The waiting list on this case is: [:movie/id :movie/title :movie/releast-date]
. The processing of
attributes continues in parallel while the resolver is called.
:movie/release-date
: this attribute is not on entity, but it is in the waiting list, so
the parser will ignore it for now and skip to process the next one.
:movie/rating
: this attribute is not in entity, neighter in the waiting list, so we can
call the resolver for it immediatly, and the plan output ([:movie/rating]
) is appended to the
waiting list.
:movie/title-prefixed
: like the rating this is not in entity or waiting, so we compute
the plan and execute, the plan is again:
#{[[:movie/title `movie-details] [:movie/title-prefixed `movie-title-prefixed]]}
But movie-details
is already running because of :movie/title
, when the parallel-reader
calls a resolver, it actually caches it immediatly as a promise channel in the request cache,
so when we hit the same resolver with the same input, it hits the cache, getting a hold
of the promise channel, so the process continues normally with only one actual call to
the resolver, but two listeners on the promise channel (and any posterior cache hit would
get to this same promise channel). This is how the data fetch is coordinated across
the attributes, placeholder nodes are also supported and optimized to avoid repeated
calls to resolvers.
Another difference is during processing of sequences, the parallel parser uses core.async
pipeline
to process each sequence with a parallelism concurrency of 10.

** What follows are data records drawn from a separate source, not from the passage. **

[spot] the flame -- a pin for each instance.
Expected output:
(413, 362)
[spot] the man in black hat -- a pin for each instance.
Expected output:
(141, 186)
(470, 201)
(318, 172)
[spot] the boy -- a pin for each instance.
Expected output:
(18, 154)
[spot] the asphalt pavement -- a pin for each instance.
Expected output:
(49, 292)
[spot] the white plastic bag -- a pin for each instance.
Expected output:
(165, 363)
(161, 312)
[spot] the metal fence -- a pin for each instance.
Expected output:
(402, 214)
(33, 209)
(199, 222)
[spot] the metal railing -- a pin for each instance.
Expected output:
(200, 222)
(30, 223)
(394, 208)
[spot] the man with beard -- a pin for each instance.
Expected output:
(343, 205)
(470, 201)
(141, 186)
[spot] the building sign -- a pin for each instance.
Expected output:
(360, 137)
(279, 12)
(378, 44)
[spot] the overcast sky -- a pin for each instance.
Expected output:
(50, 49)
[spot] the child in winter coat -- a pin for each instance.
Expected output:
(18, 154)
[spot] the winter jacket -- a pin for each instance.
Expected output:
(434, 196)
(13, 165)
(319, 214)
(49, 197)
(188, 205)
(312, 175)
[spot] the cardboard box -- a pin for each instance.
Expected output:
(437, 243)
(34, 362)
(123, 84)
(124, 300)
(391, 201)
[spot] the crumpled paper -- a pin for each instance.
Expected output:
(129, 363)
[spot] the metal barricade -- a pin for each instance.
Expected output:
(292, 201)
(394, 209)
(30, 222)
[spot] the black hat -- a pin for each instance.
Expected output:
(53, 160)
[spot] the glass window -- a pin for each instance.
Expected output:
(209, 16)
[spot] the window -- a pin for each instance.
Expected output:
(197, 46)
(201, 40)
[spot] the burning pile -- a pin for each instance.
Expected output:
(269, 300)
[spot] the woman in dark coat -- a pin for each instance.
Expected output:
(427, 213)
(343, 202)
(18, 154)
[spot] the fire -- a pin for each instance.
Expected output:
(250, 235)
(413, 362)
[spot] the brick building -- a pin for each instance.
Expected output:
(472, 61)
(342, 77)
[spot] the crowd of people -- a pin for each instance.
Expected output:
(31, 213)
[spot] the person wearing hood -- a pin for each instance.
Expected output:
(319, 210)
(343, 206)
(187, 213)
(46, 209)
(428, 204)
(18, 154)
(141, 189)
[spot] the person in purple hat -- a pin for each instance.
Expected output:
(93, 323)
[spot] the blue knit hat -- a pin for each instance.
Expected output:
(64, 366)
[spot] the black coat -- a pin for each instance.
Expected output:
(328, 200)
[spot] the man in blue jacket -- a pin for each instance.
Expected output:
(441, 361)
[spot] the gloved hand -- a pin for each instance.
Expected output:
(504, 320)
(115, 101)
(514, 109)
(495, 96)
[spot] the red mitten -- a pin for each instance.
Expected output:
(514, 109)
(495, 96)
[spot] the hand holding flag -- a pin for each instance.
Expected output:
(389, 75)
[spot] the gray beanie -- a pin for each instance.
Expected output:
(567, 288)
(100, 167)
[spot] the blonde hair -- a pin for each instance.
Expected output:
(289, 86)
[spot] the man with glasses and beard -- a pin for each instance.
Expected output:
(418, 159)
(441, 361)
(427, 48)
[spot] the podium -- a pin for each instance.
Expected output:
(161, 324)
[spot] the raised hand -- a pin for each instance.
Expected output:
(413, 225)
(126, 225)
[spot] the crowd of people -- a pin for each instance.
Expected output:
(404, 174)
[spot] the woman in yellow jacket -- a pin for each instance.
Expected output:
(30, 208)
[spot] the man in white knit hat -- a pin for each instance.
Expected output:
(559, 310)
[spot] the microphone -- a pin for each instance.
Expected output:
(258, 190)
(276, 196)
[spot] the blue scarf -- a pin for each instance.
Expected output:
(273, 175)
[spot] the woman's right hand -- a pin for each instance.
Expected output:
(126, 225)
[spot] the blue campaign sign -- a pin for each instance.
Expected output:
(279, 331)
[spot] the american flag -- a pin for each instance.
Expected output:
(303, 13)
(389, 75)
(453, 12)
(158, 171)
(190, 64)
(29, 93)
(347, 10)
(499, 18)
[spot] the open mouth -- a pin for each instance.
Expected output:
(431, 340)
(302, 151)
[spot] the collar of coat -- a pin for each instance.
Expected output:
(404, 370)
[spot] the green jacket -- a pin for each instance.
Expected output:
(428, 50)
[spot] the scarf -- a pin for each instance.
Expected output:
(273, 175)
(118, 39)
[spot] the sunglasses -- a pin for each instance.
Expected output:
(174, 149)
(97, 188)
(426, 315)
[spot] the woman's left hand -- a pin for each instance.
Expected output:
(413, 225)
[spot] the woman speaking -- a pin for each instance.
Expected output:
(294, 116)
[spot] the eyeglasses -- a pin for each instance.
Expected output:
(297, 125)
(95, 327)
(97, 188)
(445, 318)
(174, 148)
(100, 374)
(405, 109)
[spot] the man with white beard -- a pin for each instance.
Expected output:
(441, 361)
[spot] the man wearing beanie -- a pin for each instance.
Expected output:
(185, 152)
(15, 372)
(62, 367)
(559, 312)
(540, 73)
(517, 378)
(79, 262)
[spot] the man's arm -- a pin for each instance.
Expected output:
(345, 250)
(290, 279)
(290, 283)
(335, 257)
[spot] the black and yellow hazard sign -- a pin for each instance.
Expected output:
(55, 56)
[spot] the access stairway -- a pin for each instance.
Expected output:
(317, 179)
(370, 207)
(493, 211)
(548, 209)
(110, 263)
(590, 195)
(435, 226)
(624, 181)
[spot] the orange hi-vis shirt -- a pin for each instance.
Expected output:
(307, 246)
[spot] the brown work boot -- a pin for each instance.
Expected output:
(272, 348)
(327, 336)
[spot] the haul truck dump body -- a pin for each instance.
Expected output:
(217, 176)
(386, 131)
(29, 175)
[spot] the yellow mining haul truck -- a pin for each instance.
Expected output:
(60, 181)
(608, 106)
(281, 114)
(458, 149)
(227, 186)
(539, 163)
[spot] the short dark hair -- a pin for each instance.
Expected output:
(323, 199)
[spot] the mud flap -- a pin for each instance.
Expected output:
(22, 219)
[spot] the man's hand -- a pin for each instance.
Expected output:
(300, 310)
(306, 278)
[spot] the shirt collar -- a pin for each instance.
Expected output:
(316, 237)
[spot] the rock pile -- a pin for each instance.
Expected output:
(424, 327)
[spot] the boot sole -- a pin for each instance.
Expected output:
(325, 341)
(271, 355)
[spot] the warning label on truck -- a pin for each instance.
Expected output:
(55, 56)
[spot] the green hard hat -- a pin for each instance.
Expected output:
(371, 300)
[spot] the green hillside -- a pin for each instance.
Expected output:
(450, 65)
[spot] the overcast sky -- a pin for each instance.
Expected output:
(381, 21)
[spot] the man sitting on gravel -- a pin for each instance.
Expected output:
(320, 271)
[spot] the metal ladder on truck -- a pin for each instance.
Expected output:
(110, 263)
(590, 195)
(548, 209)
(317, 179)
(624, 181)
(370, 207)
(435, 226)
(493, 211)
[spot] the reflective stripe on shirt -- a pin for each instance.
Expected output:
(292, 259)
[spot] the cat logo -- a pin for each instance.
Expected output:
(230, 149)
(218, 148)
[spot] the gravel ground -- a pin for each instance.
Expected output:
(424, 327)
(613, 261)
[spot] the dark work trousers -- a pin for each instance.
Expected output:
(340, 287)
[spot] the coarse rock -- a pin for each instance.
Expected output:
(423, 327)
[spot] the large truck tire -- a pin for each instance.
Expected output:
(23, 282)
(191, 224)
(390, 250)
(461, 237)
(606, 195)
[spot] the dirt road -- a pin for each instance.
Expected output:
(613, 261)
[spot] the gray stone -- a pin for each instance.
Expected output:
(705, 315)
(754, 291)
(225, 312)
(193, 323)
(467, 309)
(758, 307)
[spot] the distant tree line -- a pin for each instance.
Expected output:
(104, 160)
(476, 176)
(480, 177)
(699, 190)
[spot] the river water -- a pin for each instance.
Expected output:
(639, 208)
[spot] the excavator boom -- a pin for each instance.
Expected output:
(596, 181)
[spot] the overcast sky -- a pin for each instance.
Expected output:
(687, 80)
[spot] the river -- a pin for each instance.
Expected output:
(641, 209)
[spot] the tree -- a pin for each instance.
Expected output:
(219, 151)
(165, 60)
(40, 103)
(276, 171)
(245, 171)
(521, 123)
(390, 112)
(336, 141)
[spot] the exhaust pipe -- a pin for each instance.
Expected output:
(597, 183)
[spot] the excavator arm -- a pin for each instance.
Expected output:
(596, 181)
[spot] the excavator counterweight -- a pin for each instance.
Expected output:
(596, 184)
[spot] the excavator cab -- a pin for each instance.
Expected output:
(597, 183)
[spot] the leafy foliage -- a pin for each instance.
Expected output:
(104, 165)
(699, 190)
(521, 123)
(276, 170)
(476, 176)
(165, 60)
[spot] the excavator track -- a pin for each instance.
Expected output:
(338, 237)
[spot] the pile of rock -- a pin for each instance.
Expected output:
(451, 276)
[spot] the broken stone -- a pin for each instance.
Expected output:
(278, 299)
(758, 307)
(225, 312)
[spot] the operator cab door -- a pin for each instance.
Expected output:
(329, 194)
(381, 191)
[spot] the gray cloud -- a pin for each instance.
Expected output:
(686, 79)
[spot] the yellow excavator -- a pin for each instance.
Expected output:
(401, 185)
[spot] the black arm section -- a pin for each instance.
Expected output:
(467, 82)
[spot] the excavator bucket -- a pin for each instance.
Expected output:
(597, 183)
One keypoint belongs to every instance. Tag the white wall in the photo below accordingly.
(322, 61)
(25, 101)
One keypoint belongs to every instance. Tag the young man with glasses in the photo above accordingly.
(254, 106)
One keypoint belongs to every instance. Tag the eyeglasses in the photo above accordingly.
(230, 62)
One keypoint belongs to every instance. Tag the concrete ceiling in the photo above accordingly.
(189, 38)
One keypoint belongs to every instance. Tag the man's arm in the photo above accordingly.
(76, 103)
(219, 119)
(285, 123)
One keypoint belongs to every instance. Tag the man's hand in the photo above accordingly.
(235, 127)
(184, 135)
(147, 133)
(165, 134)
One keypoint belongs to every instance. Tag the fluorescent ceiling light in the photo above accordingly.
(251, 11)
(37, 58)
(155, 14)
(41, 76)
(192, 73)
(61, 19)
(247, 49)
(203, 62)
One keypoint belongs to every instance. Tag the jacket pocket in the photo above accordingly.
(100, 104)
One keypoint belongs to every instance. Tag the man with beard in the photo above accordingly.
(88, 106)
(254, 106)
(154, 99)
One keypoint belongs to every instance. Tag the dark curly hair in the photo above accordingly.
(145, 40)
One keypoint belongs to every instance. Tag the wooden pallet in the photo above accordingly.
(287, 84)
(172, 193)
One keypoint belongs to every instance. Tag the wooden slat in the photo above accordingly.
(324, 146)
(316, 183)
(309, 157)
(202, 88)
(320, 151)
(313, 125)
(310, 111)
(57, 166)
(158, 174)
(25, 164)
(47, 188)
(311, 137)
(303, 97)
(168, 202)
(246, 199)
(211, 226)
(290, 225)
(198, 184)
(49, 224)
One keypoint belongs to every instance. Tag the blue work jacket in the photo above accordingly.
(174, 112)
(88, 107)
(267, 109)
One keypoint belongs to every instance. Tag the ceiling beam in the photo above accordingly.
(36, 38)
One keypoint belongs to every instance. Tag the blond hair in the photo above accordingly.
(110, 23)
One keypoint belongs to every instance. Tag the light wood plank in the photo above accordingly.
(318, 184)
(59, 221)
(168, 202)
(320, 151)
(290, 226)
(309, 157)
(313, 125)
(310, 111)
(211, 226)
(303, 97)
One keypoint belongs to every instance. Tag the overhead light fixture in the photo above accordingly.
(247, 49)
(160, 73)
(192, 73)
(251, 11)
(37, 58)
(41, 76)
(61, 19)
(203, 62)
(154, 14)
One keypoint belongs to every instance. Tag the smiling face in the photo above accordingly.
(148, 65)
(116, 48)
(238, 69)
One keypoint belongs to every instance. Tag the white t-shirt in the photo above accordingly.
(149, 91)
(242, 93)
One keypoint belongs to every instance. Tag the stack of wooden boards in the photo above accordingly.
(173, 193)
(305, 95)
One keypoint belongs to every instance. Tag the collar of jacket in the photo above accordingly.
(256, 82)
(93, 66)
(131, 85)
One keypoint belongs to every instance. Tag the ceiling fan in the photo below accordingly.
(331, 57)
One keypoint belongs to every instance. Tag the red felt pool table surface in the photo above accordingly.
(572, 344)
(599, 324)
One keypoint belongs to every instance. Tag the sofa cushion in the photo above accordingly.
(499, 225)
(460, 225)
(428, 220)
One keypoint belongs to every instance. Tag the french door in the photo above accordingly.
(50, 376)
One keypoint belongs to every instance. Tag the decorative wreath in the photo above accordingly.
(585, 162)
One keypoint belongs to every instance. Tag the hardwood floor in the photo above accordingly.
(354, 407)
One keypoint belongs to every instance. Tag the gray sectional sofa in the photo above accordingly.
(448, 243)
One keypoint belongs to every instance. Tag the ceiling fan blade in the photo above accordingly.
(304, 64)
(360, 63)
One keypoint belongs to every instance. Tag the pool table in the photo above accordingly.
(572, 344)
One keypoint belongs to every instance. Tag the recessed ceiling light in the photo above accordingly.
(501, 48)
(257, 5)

In case there are multiple possible paths Pathom has to decide which path to take,
the current implementation chooses the path with less weight, that calculation is made
in this way:
-
Every resolver starts with weight 1 (this is recorded per instance)
-
Once a resolver is called, it’s execution time is recorded and updated in the map using the formula: new-value = (old-value + last-time) * 0.5
-
If a resolver call throws an exception, double it’s weight
-
Every time we mention some resolver in a path calculation its weight is reduced by one.
If you like to make your own sorting of the plan, you can set the key ::pc/sort-plan
in your
environment, and Pathom will call this function sort the results, it takes the environment
and the plan (which is a set like demonstrate in the previous section).